Harmonic vibration of a damped system

by Yi Zhang

Unlike in previous post that phase change could only be 0 or \pi, in the damped system, as the ratio between dynamics response and static response is expressed in the same way as the undamped case
\frac{u_d}{u_{s0}}=R_d\sin(\omega t-\phi),
the phase lag \phi varies in [0,\pi]. The following Mathematica outputs the displacement response factor, phase lag and normalized time history as the function of damping ratio \zeta and frequency ratio w=\omega/\omega_0.

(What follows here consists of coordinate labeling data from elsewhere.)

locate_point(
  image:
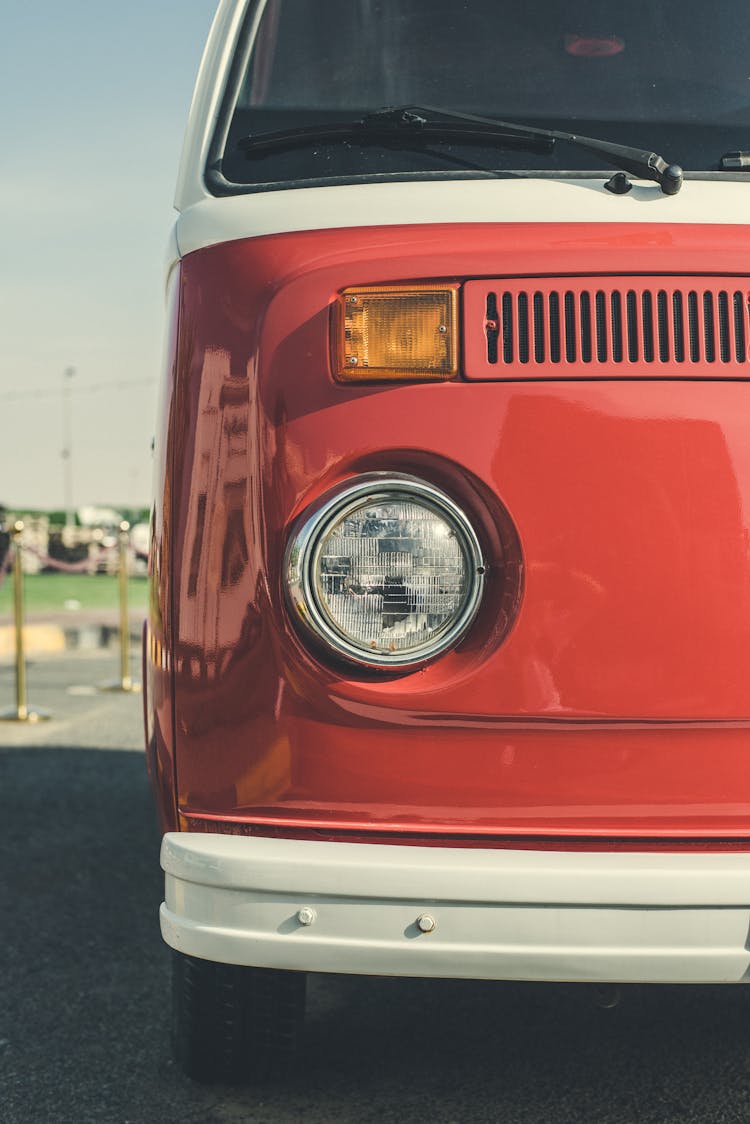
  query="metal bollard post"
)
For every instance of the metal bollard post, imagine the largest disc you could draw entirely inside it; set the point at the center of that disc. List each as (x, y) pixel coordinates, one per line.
(21, 712)
(125, 682)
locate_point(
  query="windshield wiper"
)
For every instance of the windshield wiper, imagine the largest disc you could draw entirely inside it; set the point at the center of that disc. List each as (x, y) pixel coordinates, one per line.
(397, 128)
(408, 125)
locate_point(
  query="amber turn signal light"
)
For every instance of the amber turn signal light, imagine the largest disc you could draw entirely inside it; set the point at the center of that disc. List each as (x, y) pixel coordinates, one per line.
(397, 332)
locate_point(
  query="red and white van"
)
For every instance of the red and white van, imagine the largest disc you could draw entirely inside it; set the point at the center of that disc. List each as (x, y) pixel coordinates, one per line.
(448, 659)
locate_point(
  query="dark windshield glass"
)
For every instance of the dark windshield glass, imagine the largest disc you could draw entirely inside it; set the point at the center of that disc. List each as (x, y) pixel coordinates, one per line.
(674, 76)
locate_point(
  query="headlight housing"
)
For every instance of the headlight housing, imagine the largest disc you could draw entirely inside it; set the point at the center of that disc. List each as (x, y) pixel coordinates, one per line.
(388, 572)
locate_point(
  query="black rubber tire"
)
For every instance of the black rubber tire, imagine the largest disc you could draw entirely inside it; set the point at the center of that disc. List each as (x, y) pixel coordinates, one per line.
(234, 1024)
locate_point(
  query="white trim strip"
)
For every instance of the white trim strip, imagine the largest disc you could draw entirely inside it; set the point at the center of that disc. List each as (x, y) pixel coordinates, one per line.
(253, 216)
(348, 907)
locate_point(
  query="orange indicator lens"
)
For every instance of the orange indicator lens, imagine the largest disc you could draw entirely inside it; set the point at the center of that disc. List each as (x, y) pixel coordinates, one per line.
(397, 332)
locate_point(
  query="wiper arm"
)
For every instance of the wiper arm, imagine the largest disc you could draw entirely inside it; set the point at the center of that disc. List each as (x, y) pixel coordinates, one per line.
(404, 124)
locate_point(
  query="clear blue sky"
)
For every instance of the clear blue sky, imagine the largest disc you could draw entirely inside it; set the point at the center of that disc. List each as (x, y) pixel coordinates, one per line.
(95, 98)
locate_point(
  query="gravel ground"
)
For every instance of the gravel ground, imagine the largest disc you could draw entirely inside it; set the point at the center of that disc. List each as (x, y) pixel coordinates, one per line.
(84, 1013)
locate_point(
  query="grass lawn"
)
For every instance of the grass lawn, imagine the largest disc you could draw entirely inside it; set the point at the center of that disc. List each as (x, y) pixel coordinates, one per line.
(47, 592)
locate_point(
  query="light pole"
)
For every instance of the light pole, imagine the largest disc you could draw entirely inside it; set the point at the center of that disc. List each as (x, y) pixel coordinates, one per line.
(68, 446)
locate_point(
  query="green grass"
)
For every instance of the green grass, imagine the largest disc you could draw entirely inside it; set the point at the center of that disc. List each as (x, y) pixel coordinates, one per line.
(47, 592)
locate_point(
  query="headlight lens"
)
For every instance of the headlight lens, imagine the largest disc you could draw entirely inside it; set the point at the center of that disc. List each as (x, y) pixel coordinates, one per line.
(388, 572)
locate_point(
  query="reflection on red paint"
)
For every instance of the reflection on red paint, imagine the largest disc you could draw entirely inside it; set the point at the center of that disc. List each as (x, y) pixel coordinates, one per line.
(615, 707)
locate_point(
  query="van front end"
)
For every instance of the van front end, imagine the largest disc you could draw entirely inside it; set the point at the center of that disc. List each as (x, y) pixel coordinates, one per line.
(449, 644)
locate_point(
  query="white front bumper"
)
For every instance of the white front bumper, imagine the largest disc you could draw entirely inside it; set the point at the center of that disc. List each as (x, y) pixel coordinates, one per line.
(533, 915)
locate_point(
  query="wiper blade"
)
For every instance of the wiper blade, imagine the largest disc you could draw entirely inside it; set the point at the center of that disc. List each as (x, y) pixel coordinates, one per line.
(394, 128)
(403, 125)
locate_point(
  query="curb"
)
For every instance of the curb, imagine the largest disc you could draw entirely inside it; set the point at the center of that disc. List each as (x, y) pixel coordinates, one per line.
(37, 638)
(46, 638)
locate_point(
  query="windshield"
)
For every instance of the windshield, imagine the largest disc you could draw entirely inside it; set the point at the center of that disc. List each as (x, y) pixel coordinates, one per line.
(672, 75)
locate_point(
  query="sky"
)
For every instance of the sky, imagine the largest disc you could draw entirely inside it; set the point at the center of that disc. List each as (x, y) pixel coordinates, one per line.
(96, 97)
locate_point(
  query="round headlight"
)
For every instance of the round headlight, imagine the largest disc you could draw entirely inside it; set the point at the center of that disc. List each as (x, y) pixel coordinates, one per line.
(388, 572)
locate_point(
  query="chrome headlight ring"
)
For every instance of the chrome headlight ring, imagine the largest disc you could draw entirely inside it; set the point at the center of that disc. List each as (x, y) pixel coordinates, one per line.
(312, 603)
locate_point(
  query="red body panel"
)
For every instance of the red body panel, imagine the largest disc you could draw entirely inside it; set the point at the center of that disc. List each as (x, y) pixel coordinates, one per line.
(617, 704)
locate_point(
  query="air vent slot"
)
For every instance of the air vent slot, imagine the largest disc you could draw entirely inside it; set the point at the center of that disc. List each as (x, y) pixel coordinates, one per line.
(607, 327)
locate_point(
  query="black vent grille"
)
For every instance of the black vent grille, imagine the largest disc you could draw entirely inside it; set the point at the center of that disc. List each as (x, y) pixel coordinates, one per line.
(584, 325)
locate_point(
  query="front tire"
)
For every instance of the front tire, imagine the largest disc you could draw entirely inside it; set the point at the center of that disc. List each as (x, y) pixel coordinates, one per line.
(232, 1023)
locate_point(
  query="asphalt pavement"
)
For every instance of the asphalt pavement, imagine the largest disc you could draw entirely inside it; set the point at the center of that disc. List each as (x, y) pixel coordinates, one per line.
(84, 1009)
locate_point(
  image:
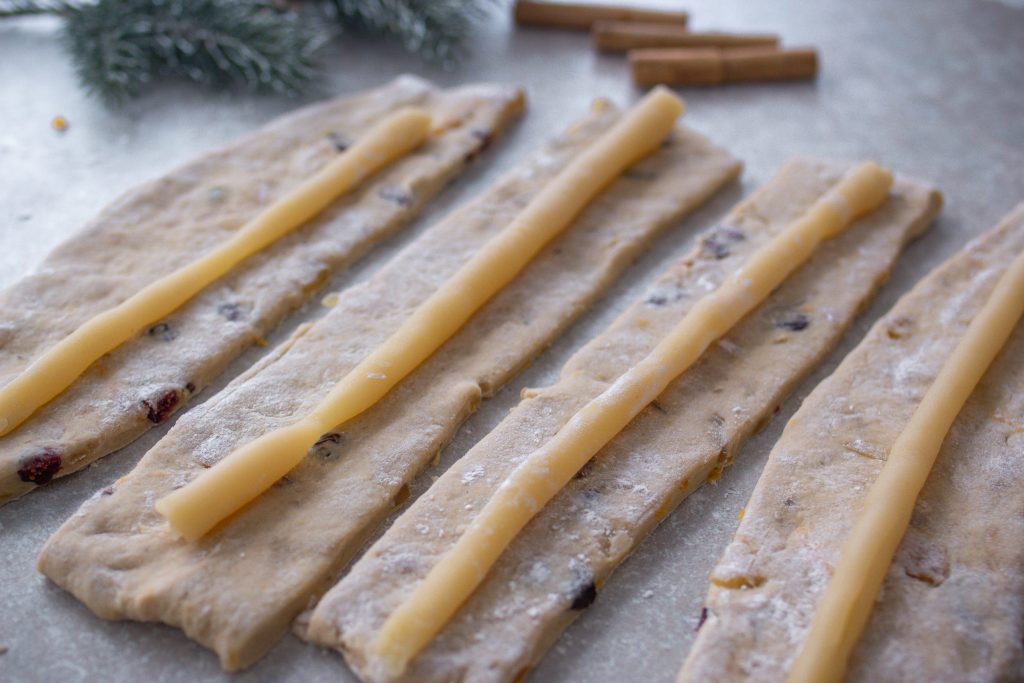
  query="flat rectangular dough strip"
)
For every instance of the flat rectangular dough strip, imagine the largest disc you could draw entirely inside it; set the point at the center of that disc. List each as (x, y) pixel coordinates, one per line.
(164, 224)
(951, 607)
(237, 591)
(693, 430)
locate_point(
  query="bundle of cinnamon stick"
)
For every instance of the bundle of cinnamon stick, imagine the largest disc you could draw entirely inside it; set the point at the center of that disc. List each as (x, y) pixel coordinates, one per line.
(662, 49)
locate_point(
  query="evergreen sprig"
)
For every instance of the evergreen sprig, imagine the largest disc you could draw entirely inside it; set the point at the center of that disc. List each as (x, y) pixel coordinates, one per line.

Rd[w_, \[Zeta]_] := 1/Sqrt[(1 - w^2)^2 + (2 \[Zeta] w)^2]
\[Phi][w_, \[Zeta]_] := -ArcTan[1 - w^2, -2 \[Zeta] w]
ud[w_, \[Zeta]_, t_] :=
 Rd[w, \[Zeta]] Sin[2 Pi (t - \[Phi][w, \[Zeta]]/(2 Pi))]
us[t_] := Sin[2 Pi t]
Manipulate[
 GraphicsRow[{GraphicsColumn[{Plot[Rd[w, \[Zeta]], {w, 0, 3},
      AxesOrigin -> {1, 1}, PlotRange -> {{0, 3}, {0, 5}},
      AxesLabel -> {"\!\(\*FractionBox[\"\[Omega]\", SubscriptBox[\"\
\[Omega]\", \"0\"]]\)", "\!\(\*SubscriptBox[\"R\", \"d\"]\)"},
      Epilog -> {PointSize[Large], Red, Point[{w, Rd[w, \[Zeta]]}]},
      Ticks -> {{0, 1, 2, 3}, {0, 1, 2, 3, 4, 5}}],
     Plot[\[Phi][w, \[Zeta]], {w, 0, 3}, AxesOrigin -> {1, Pi/2},
      PlotRange -> {{0, 3}, {0, Pi}},
      AxesLabel -> {"\!\(\*FractionBox[\"\[Omega]\", SubscriptBox[\"\
\[Omega]\", \"0\"]]\)", "\[Phi]"},
      Epilog -> {PointSize[Large], Red,
        Point[{w, \[Phi][w, \[Zeta]]}]},
      Ticks -> {{0, 1, 2, 3}, {0, Pi/2, Pi}}]}, Frame -> All],
   Plot[{ud[w, \[Zeta], t], us[t]}, {t, 0, 2},
    PlotStyle -> {Thick, Dashed},
    AxesLabel -> {"t/T",
      "\!\(\*SubscriptBox[\"u\", \"d\"]\)/\!\(\*SubscriptBox[\"u\", \
\"st\"]\)"}]}, Frame -> All], {{w, 0.5, "Frequency ratio"}, 0,
  3}, {{\[Zeta], 0.2, "Damping ratio"}, 0, 1}]

Special cases include

  1. Long period excitation, i.e., \omega\ll\omega_0, gives a pseudo-static response. In this case, the system “waits” until it “feels” the excitation completely. R_d is greater but very close to 1, and the displacement is essentially in phase with excitation force, in other words, dynamic effect is near to none.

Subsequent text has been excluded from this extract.